Bin zwar nicht Crimson King, antworte aber trotzdem mal, da ich eine ähnliche Sichtweise bei uns vermute. Deine Beispiele aa) und c) sind aus meiner Sicht mit absoluter Sicherheit klassische Beispiele für Railroading, da Spielerentscheidungen künstlich eingeschränkt werden.

Im Beispiel bb) kann man das nur dann beurteilen, wenn man die Beweggründe des SL kennt.

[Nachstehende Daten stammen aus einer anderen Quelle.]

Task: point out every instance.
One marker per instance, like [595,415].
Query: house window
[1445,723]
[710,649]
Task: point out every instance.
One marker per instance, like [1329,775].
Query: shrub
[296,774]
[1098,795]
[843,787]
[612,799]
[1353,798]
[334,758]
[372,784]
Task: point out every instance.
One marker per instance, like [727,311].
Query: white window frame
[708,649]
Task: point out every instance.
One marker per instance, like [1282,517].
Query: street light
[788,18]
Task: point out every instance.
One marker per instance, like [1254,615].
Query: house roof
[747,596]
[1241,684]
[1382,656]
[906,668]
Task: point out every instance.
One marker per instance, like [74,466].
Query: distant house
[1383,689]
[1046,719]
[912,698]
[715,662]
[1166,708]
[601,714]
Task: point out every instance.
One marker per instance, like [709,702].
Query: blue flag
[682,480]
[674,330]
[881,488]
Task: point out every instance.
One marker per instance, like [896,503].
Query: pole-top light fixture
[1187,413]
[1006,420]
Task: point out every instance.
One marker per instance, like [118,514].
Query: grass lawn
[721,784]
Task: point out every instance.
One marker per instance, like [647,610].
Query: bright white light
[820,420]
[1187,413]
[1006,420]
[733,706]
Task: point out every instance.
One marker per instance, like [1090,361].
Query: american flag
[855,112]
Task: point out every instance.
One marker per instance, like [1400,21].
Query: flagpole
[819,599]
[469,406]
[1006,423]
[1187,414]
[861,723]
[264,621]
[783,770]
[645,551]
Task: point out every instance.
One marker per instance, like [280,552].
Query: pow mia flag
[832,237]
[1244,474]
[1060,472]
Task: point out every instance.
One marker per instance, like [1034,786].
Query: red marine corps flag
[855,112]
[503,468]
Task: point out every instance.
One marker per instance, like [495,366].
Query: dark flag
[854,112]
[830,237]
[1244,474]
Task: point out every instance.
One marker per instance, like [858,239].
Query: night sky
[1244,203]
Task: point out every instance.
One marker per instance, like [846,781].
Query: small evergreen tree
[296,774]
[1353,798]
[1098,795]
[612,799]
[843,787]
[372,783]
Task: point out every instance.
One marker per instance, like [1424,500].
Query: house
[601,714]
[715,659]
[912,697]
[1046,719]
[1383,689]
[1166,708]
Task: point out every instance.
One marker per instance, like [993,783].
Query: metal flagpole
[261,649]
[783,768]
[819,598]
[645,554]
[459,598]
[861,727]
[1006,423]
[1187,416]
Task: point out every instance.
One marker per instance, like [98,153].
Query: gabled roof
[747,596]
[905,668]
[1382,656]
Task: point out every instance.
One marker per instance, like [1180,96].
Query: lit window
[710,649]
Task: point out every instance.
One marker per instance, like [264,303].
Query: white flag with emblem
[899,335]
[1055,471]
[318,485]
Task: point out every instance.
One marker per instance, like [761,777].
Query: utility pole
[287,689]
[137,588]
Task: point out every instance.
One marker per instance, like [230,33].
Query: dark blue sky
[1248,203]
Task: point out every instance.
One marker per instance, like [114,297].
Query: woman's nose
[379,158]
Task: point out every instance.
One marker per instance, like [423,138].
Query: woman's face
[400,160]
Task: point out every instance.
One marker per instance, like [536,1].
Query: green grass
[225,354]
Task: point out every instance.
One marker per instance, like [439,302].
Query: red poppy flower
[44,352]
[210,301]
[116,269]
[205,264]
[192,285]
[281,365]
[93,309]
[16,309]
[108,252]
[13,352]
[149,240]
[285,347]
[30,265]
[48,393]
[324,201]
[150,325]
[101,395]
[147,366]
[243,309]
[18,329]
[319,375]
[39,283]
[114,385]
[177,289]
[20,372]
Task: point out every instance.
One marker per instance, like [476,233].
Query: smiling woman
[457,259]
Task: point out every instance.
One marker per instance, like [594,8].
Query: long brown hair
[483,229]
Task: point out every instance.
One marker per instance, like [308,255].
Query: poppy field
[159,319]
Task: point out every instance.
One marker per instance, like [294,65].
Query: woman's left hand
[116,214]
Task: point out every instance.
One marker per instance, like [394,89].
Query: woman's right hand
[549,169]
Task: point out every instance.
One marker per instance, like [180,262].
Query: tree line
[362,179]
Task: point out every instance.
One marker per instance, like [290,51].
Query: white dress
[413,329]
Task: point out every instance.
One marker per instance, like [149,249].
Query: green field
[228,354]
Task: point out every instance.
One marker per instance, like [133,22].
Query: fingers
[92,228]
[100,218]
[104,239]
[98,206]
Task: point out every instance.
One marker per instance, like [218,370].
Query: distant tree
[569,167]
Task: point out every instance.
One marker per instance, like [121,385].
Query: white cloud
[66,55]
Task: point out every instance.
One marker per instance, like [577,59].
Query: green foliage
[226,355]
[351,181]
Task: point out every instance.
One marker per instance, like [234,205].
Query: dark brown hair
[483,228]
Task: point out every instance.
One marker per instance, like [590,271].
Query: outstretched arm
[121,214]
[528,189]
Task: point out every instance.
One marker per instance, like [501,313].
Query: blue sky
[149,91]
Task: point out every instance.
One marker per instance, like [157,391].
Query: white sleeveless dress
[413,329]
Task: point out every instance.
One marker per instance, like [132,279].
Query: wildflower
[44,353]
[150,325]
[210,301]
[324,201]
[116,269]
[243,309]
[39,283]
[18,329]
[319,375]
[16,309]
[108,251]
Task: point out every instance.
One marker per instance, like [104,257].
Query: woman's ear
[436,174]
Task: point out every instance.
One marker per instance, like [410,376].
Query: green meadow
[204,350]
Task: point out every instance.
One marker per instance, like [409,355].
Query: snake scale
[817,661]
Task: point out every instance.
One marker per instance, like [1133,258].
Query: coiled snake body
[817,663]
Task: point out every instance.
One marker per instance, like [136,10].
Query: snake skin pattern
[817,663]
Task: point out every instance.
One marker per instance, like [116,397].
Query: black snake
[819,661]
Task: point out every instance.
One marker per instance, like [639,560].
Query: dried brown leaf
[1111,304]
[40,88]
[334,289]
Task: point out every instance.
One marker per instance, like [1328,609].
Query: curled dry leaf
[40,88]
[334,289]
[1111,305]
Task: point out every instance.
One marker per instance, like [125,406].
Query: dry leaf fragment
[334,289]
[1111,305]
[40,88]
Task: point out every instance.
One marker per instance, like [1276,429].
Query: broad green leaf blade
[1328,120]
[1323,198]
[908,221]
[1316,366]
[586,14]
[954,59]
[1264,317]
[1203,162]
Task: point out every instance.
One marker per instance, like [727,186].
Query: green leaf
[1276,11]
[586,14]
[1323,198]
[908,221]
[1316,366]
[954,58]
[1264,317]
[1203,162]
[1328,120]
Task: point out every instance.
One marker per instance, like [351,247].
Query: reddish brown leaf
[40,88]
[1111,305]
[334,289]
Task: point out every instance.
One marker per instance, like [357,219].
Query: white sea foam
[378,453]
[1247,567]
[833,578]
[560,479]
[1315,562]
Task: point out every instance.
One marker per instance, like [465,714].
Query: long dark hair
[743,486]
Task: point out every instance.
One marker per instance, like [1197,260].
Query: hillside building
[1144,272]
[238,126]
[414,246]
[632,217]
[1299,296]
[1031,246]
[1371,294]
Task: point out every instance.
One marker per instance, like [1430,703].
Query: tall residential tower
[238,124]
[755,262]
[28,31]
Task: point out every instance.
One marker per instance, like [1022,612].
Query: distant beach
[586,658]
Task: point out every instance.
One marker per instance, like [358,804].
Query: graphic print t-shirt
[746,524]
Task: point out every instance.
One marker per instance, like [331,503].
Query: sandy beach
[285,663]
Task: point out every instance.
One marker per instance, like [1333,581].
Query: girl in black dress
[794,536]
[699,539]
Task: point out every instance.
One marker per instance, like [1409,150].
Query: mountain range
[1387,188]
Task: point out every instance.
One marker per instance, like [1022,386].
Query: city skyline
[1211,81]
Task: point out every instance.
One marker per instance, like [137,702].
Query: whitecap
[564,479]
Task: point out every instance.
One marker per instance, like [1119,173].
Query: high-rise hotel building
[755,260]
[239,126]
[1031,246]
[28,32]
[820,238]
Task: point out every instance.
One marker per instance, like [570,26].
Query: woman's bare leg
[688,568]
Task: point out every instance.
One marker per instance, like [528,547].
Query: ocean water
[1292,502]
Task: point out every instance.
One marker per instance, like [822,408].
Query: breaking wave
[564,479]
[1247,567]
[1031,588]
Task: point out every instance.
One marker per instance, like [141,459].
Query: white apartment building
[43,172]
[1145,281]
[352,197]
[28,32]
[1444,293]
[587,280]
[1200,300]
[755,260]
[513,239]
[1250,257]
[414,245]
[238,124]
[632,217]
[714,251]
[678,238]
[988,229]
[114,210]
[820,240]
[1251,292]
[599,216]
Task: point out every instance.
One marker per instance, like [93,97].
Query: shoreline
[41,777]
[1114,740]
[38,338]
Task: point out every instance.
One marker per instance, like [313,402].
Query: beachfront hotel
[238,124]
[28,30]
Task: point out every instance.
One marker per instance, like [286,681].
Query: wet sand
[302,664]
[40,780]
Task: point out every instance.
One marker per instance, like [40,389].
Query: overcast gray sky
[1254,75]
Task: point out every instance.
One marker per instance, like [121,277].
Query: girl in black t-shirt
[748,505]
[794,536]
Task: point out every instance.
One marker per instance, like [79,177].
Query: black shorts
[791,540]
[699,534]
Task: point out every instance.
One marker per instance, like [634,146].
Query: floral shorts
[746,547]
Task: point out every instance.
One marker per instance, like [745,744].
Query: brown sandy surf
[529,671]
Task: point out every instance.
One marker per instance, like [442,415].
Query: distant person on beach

Solche Beweggründe werden bisweilen schon mal moralisch oder sittlich genannt.
Generell: geht es dem SL bei der Konstruktion der Situation darum, die Entscheidungsfreiheit der Spieler einzuschränken, handelt es sich um Railroading.
Speziell: Wenn sich das Lager aus nachvollziehbaren, insbesondere aus der Logik des Settings herleitbaren Gründen dort befindet und dadurch alternative Handlungen per se ausgeschlossen werden, ist das kein Railroading. Wurde das Lager dort aber intentional so platziert, dass die Spieler zwingend hindurch müssen, dann handelt es sich um Railroading.
Da die Überlegungen des SL nicht immer nach außen erkennbar sind, gibt es bei der Beurteilung von Railroading eine recht große Grauzone. Das meinte ich übrigens mit:
Natürlich ist Railroading ansonsten nicht unbedingt ein dichotomes Merkmal und lässt sich zudem nur sehr schlecht in der Außenansicht beurteilen. Deshalb kommen ja viele Railroadinghasser auch immer mit irgendwelchen sittlichen Argumentationen. Es ist eine der grundlegenden Fragen in der Herangehensweise an Rollenspiele.
Ähnlich wie bei bb) verhält es sich im Beispiel b).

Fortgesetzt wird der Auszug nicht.